[Rizzn’s Note: I’m not seeing any real coverage of this, nor am I seeing any other websites talking about this. I heard it on the radio this month and found ONE website on google news that had the story]
[original link: http://www.wnbc.com/news/3545383/detail.html]
[link to video(FIXED): http://rizzn.net/rizznnethoyote.wmv – if you link it directly, please include a link to rizzn.net or rizzn.com, kthnx]
[update: Just so this gets indexed properly, the preferred spelling seems to be “Hyote” even though Coyote is pronounced with the same sounding, people can’t seem to remember that, so they take the “o” out. I prefer my gramatically superior spelling, but so I’ll be indexed properly by people searching out the story, I’ll spell it “Hyote” again here.]
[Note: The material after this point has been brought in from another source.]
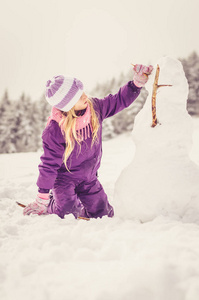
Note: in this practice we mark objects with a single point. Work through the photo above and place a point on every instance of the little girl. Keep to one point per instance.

GLYNDON, Md. — A mystery animal is on the loose in Baltimore County and not even the experts can pin down what it is.
A Glyndon man found a way to secretly record the beast while it grazed in his yard. For a while it was just lurking in the woods watching the Wroe family until the Wroes started watching it.
Jay Wroe: “My truck was parked here, started getting in my truck. I kind of saw it there where the sunlight is and said what in the world is that?”
Jacob Wroe: “It looked so weird to me. I didn’t know what it was.”
Wanting to get a better look at the beast stalking his family, Jay Wroe put technology to work for him.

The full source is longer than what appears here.